Today I compare the program speeding for three cases: normal code, with SSE and with AVX.
Normal code
// speed_test.c
const int NUM = 1000000;
static float X[NUM], Y[NUM], Z[NUM];
void dig_hole() {
for(int j = 0; j < 1000; j++) {
for(int i = 0; i < NUM; i++) {
Z[i] = X[i] + Y[i];
}
}
}
int main() {
for(int i = 0; i < NUM; i++) {
X[i] = i * 1.2;
Y[i] = i * 1.8;
}
dig_hole();
}
Compiling with g++ speed_test.c -o speed_test
(g++ version 4.8.5) and run with Intel Xeon Processor E5-2620 v4:
time ./speed_test.c
SSE code
// speed_test_simd.c
#include <immintrin.h>
const int NUM = 1000000;
static float X[NUM], Y[NUM], Z[NUM];
void dig_hole() {
__m128 a,b,c;
for(int j = 0; j < 1000; j++) {
for(int i = 0; i < NUM; i += 4) {
a = _mm_load_ps(&X[i]);
b = _mm_load_ps(&Y[i]);
c = _mm_add_ps(a, b);
_mm_store_ps(&Z[i], c);
}
}
}
int main() {
for(int i = 0; i < NUM; i++) {
X[i] = i * 1.2;
Y[i] = i * 1.8;
}
dig_hole();
}
AVX code
// speed_test_avx.c
#include <immintrin.h>
const int NUM = 1000000;
static float X[NUM], Y[NUM], Z[NUM];
void dig_hole() {
__m256 a,b,c;
for(int j = 0; j < 1000; j++) {
for(int i = 0; i < NUM; i += 8) {
a = _mm256_load_ps(&X[i]);
b = _mm256_load_ps(&Y[i]);
c = _mm256_add_ps(a, b);
_mm256_store_ps(&Z[i], c);
}
}
}
int main() {
for(int i = 0; i < NUM; i++) {
X[i] = i * 1.2;
Y[i] = i * 1.8;
}
dig_hole();
}
Comping with g++ --mavx2 speed_test_avx.c -o speed_test_avx
.
Result
Debug mode:
case | real | user | sys |
---|---|---|---|
normal | 0m3.907s | 0m3.890s | 0m0.015s |
sse | 0m2.083s | 0m2.072s | 0m0.011s |
avx | 0m1.397s | 0m1.384s | 0m0.012s |
Release mode (-O2
):
case | real | user | sys |
---|---|---|---|
normal | 0m0.887s | 0m0.875s | 0m0.011s |
sse | 0m0.590s | 0m0.578s | 0m0.012s |
avx | 0m0.594s | 0m0.578s | 0m0.016s |
Analysis
Under Debug mode, codes are translated literally.
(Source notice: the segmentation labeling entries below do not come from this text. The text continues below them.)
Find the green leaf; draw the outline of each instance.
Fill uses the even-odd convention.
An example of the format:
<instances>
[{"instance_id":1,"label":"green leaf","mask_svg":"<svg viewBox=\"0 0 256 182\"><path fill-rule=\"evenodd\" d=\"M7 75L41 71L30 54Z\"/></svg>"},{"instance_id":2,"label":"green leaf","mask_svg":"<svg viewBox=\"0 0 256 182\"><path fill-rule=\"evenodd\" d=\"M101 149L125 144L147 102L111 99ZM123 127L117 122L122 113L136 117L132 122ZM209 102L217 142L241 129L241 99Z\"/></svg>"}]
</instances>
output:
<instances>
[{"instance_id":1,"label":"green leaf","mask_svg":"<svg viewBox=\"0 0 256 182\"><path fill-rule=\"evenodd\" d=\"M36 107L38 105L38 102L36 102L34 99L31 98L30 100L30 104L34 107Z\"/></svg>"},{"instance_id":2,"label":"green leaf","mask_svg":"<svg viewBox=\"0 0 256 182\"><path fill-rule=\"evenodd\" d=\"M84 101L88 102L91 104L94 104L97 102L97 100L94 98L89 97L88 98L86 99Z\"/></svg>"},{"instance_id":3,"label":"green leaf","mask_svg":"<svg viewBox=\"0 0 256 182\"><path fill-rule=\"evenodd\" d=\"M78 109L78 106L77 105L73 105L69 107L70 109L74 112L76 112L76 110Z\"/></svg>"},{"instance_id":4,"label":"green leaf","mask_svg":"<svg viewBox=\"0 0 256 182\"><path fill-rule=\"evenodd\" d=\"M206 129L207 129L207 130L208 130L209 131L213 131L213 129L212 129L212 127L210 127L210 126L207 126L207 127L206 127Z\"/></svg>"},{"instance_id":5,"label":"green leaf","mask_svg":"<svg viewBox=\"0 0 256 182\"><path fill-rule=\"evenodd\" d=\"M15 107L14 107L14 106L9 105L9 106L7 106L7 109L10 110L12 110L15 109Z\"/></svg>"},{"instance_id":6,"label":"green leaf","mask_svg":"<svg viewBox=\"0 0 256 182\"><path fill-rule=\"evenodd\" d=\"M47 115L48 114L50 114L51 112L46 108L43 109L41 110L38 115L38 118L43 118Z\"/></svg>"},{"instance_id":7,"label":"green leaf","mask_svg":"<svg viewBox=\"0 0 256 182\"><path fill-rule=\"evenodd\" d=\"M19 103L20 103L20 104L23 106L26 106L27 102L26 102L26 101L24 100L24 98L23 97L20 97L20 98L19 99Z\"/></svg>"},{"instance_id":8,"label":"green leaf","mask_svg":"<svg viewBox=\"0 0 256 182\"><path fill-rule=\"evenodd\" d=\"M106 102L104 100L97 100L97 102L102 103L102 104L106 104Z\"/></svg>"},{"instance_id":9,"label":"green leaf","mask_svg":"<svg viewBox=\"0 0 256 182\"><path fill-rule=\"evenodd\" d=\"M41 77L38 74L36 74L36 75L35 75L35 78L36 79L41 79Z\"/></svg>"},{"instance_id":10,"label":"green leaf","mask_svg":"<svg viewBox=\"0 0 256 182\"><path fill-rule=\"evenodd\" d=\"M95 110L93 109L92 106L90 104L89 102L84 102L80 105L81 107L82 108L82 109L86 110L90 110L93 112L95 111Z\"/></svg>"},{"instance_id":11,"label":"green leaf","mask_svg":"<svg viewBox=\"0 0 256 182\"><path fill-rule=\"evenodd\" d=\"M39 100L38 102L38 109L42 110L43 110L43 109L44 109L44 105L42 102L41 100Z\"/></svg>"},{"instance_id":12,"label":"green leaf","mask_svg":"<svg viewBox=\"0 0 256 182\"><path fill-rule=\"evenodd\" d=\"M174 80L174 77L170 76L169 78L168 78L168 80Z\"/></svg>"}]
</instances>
SSE can speed up the program since it processes
4 float numbers at each inner loop. AVX can process 8 float numbers (32Bit * 8 = 256, 1 Float is 32Bit=4Byte long).
Under Release mode, the speed is not so much since the compiler has many good optimizations for normal operations as well. Especially, SSE and AVX are of almost the same performance.